Praktijkgebieden: Intellectuele eigendom
Een belangwekkende uitspraak gisteren van de Voorzieningenrechter in Den Haag. Aan de orde was de vraag of de Stichting BREIN (die de auteursrechtelijke belangen van de rechthebbenden op muziek, films en games behartigt) internetproviders Ziggo en XS4all kon dwingen de toegang tot torrent paradijs The Pirate Bay af te sluiten. Eigenlijk had BREIN alleen Ziggo gedagvaard, maar XS4all heeft zich uit eigen beweging in de zaak gevoegd. Dat is uitzonderlijk, zeker in kort geding. De rechter stond het echter toe, omdat XS4all voldoende belang had. “Toewijzing van de vordering van Brein zou de rechtspositie van XS4ALL immers nadelig kunnen beïnvloeden”, aldus de Voorzieningenrechter.

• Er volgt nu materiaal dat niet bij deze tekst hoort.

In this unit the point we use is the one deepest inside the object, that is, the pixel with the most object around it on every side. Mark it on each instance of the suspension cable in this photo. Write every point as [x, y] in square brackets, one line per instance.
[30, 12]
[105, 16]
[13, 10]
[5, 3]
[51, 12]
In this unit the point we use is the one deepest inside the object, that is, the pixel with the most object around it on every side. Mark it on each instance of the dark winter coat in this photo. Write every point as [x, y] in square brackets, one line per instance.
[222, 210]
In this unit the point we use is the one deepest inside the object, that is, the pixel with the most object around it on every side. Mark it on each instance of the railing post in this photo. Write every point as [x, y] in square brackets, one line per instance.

Het is genoegzaam bekend dat BREIN veel moeite heeft gedaan om The Pirate Bay zelf aan te pakken. Dat is in zoverre gelukt dat er Nederlandse vonnissen zijn gewezen waarin het de eigenaren van The Pirate Bay is verboden om hun activiteiten in Nederland voort te zetten. Die eigenaren trokken zich van dat vonnis echter niets aan. Ook zijn er vonnissen gewezen tegen providers die The Pirate Bay in de lucht hielden. Maar dan wisselde The Pirate Bay gewoon weer van provider (ze hebben er nu eentje in de Oekraïne) dus ook dit bleek niet effectief. “Dán de providers aan de vraag-zijde maar” moet BREIN gedacht hebben, en zodoende dit kort geding.

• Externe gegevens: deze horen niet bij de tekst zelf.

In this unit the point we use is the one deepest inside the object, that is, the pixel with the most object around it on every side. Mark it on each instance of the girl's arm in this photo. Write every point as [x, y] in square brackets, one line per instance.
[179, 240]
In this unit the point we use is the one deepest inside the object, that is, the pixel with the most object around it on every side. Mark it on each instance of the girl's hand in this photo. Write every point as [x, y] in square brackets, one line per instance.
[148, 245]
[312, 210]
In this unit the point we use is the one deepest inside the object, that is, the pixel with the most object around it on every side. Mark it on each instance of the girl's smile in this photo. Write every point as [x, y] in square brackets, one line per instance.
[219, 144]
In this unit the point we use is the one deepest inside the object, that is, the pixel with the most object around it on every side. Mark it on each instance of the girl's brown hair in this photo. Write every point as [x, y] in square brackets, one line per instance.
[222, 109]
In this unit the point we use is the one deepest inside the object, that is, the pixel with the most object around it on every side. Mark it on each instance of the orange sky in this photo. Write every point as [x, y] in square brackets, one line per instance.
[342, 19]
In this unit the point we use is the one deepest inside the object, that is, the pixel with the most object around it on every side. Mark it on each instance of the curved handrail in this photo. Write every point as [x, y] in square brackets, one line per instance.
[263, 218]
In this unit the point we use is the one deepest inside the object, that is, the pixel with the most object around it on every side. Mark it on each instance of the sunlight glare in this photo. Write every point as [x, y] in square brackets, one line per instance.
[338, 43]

BREIN baseerde haar eis primair op het relatief nieuwe artikel 26d van de Auteurswet.Dat artikel is in 2007 ingevoerd ter uitvoering van de Handhavingsrichtlijn (voor IE rechten) van de EU. Artikel 26d maakt het voor makers van auteursrechtelijk beschermde werken mogelijk om van een tussenpersoon, van wiens diensten een derde gebruik maakt om auteursrechtinbreuk te maken, te eisen dat die diensten worden gestaakt. Dus: als een abonnee van Ziggo door internettoegang via Ziggo inbreuk maakt op auteursrechten, kan de maker van een beschermd werk, van Ziggo eisen die dienst jegens die abonnee te staken (lees: die abonnee geen verbinding meer te geven met de plek waar hij inbreuk maakt: The Pirate Bay).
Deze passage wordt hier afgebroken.